Bird flu “rumours” are affecting the poultry industry and causing financial losses of up to Rs300 million daily, former chairman of the Pakistan Poultry Association (PPA), Khalil Abbasi, said Thursday at a press conference at the Karachi Press Club.

“The bird flu hype is part of the media campaign of a US-based commercial enterprise, which has former US defence secretary Donald Rumsfeld as president. All of this is being done merely to boost the sales of its product ‘tami-flu’,” Abbasi alleged. He said that the H5N1 (bird flu) virus was first detected in Scotland in 1960 and it still exists in Great Lakes area of the USA, but it was “overplayed” when it hit Thailand and other Asian countries. “Why are we assuming that the virus would turn ‘vicious?’ This is a fallacy because no human transmission has been reported so far in the world,” Abbasi said.

PPA chairman, Abdul Basit, said that since 2004, bird flu fears had caused losses worth billions of rupees to the poultry industry. This, he said, had resulted in the closure of 40 percent of farms. “Hundreds of thousands of workers have lost their jobs only due to ‘sensational news’ because no human infection has been found so far in Pakistan,” Basit said.

The “chicken crisis,” the PPA chairman claimed, was in the same list as the sugar, wheat and flour “crises.” There are around 25,000 poultry farms in the country, employing over 1.5 million people with an investment of around Rs 200 billion. Approximately Rs 45 billion to Rs 50 billion worth of agricultural products and by-products are being used in poultry feed, the PPA chairman said, adding that the poultry crisis would ultimately compound the agricultural crisis.

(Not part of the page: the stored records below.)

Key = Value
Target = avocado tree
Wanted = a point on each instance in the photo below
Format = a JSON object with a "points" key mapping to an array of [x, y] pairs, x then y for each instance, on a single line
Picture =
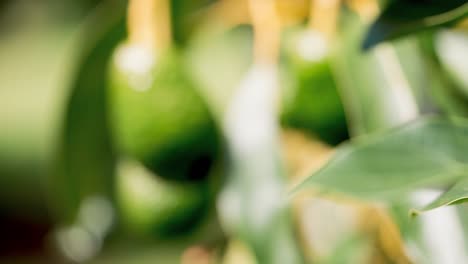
{"points": [[176, 123]]}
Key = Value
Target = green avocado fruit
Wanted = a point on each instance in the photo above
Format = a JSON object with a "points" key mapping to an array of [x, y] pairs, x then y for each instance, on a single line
{"points": [[158, 116], [151, 206], [312, 103]]}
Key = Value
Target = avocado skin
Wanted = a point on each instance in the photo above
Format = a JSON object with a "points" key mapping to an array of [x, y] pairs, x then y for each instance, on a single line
{"points": [[315, 105], [153, 207], [167, 127]]}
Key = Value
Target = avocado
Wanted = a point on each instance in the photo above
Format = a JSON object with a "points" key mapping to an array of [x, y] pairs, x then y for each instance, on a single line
{"points": [[313, 104], [158, 116], [154, 207]]}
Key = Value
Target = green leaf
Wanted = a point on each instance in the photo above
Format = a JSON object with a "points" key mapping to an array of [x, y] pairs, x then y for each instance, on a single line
{"points": [[404, 17], [456, 194], [427, 152], [84, 158]]}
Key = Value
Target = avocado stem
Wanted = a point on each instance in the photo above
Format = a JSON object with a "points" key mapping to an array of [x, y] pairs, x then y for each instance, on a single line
{"points": [[367, 10], [266, 26], [324, 16], [149, 24]]}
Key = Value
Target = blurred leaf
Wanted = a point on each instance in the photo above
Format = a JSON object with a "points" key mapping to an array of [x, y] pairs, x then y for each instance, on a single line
{"points": [[85, 158], [386, 166], [404, 17], [380, 88], [452, 50], [458, 193]]}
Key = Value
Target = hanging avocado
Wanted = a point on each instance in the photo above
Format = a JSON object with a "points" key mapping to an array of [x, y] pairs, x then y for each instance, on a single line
{"points": [[152, 206], [159, 118], [157, 114], [313, 103]]}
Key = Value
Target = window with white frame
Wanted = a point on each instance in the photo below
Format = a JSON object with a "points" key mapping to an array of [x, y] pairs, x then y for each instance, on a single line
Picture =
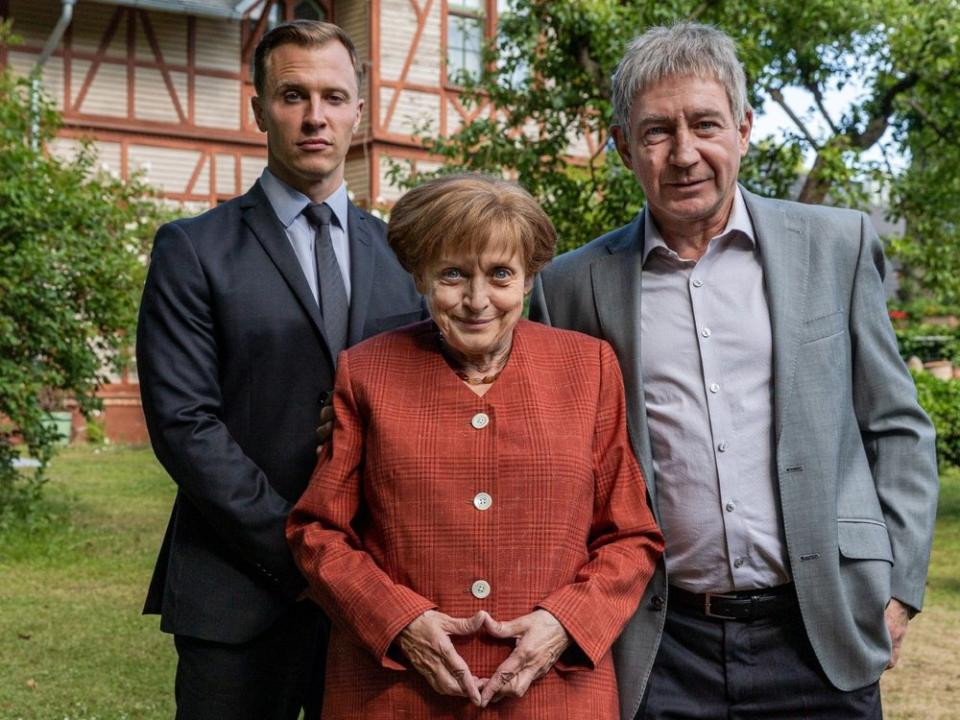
{"points": [[465, 35]]}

A vaccine is available to effectively control the virus in birds, and effective use of this vaccine in Pindi, Islamabad and Abbotabad has controlled the disease in those areas. Karachi will follow suite soon, Basit said.

He said that around Rs 300 million were being spent on this vaccine annually in Pakistan.

The PPA urged the government to immediately implement the law for distance between farms in order to control the spread of the virus, provide subsidies on imports of the bird flu vaccine, and provide the medicine free of cost to affected areas.

Basit read out a statement issued by Bernard Vallet, director-general of the Paris-based Animal Health Organization. Vallet said that the risks of bird flu were “over-estimated and fears of an imminent pandemic were non-scientific assumptions.”

Layer chickens were vaccinated and this is the first time that bird flu has infected broiler chickens, Dr Jalali said, adding that since the life span of broiler chickens was around seven weeks, farmers usually did not vaccinate them. He called for the implementation of a vaccination programme for the eight million broiler chickens in Pakistan, in order to prevent an outbreak of the virus.

One of the speakers at the press conference blamed the media for “over-emphasizing” the fears of bird flu. This led to a heated exchange between poultry and health officials and journalists present there.